For the most part, I am a pretty pleasant guy to be around. Seriously, I am. People like me. I am easy going. I make people laugh with wry observations and subtle jokes. I can converse on a variety of topics. I give good advice. I am humble. All in all, I am a decent person to be around. You wouldn't know it if you worked with me, though.
To be perfectly honest, work turns me into kind of a prick. I rarely engage coworkers in conversations about outside work stuff; when they engage me, I become argumentative and dismissive. They learned not to talk to me before 11am, since I am grumpy in the morning. As one of my few work confidants put it, I am grumpy in the afternoon too, just less so.
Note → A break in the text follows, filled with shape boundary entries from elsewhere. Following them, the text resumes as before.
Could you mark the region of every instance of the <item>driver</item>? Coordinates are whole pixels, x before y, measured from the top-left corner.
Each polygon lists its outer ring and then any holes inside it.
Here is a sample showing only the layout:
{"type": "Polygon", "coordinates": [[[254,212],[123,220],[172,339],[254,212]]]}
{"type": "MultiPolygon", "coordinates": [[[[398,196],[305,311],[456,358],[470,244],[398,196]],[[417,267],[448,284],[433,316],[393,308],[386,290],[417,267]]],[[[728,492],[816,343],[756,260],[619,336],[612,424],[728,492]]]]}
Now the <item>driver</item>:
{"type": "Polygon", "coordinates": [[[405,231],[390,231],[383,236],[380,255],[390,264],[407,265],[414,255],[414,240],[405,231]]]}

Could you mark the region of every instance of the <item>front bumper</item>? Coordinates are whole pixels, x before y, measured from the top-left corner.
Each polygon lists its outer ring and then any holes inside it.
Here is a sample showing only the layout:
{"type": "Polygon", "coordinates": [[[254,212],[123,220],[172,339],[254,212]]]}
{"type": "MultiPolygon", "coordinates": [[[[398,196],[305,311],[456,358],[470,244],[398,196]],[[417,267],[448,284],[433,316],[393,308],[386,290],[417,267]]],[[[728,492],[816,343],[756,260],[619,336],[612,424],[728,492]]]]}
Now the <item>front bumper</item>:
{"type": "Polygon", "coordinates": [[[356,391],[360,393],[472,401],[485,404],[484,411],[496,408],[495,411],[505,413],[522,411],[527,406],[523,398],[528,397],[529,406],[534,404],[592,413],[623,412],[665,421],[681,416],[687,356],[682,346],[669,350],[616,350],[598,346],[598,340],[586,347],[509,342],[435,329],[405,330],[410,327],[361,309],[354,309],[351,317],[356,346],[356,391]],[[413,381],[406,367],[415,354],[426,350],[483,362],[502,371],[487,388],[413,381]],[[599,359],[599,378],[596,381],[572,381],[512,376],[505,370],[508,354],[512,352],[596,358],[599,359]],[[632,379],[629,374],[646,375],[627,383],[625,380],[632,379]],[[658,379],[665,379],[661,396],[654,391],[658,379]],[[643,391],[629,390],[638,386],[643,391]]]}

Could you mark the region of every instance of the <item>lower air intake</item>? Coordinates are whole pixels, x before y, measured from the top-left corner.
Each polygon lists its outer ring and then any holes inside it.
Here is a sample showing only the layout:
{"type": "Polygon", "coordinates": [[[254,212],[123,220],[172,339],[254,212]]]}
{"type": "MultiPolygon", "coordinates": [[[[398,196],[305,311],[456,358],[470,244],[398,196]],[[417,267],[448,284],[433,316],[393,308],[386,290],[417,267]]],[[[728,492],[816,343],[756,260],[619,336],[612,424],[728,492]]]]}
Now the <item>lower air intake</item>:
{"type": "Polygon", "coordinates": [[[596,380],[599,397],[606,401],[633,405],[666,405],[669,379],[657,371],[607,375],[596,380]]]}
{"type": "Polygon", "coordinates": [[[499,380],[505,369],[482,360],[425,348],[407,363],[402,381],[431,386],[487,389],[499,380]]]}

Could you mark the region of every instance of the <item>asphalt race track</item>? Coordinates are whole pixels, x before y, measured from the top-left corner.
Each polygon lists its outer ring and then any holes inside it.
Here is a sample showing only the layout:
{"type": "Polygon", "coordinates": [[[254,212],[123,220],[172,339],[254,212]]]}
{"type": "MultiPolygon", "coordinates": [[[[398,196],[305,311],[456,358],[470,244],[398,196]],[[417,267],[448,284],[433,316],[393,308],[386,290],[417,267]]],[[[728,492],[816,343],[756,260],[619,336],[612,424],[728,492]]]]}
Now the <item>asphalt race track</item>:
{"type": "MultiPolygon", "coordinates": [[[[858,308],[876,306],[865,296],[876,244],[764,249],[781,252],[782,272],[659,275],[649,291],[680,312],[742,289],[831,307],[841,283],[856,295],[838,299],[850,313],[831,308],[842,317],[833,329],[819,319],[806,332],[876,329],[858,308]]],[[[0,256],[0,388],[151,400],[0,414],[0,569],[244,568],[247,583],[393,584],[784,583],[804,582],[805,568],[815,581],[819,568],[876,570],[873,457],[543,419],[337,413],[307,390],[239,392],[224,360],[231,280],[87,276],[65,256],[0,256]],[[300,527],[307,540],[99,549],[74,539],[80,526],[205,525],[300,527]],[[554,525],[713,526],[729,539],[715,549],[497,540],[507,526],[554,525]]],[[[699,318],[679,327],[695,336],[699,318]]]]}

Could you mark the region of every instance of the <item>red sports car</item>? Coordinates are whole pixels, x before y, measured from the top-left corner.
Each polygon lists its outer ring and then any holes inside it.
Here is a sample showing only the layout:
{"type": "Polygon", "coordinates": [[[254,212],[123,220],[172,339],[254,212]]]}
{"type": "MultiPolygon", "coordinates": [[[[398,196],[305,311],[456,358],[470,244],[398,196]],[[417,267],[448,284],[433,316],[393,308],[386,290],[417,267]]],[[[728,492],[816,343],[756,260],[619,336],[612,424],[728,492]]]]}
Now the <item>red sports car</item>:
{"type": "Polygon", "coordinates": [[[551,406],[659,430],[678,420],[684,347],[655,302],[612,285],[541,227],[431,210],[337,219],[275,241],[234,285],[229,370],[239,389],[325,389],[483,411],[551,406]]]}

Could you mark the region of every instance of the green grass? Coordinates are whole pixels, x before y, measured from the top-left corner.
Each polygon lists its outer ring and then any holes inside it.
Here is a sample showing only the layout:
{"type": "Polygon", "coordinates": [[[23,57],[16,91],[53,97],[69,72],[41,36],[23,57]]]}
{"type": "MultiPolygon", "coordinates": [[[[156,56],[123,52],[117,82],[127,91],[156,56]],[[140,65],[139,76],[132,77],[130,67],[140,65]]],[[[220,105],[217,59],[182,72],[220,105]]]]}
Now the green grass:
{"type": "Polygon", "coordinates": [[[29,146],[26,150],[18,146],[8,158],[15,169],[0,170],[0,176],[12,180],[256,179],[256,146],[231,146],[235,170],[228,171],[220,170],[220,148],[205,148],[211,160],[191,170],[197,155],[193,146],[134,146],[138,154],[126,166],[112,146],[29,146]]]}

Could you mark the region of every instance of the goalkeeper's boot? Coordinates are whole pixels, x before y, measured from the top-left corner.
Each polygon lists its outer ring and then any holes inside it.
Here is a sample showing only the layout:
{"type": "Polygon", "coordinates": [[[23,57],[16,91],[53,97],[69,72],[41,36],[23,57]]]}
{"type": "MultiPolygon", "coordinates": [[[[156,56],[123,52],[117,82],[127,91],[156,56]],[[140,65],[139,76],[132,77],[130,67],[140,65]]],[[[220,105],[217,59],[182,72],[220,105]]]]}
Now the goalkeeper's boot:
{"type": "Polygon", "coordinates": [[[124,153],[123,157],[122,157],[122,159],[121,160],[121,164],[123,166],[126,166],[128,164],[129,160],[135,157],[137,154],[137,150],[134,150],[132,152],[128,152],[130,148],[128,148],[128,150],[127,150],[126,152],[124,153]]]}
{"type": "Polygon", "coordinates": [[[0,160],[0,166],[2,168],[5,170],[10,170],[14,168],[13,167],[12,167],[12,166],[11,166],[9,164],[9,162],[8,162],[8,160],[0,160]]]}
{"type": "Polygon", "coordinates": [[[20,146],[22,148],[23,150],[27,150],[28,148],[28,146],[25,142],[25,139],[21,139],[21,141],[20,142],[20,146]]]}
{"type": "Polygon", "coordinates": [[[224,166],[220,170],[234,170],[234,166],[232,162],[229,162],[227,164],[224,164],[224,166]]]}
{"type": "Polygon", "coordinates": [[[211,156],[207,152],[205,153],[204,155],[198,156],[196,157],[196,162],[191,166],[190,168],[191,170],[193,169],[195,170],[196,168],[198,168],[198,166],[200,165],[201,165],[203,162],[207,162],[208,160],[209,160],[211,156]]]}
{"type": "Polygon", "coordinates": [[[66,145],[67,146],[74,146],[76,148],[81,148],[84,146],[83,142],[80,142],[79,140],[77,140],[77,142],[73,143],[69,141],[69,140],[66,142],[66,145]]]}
I don't participate in the stupid workplace games; I routinely turn down invitations to lunch; and ten months into my tenure, there are still people in my department with whom I have never conversed. I am sure most people think I am an asshole, but I can't help it. It's a defense mechanism. (For more on my defense mechanisms in unpleasant situations, see this post.)
In my mind, I know I need to improve upon this. I can't go through my work life so obviously unhappy about being at work that people notice it. It's one of those things I intend to work on at some point, just like I intend to lose weight and get in shape. But my improvement is only potential energy now; I have yet to move into into the kinetic rhelm. So when I sat down for my quarterly review this afternoon, it came as no surprise when my boss told me that I earned an "Excellent" rating in every category except for Interpersonal Relationships, in which I got a "Needs Improvement". This is the work equivalent to getting a bad mark under "Plays Well With Others" on a grade school report card.
I expected my boss to give a half-hearted lecture on how to improve this category, but instead he said, "Frankly, I don't give a shit about that. You come in, you do your job, you do it well, and you leave. You don't waste time socializing or playing politics. I wish more people were like you." And with that, he ended the meeting. So much for self improvement.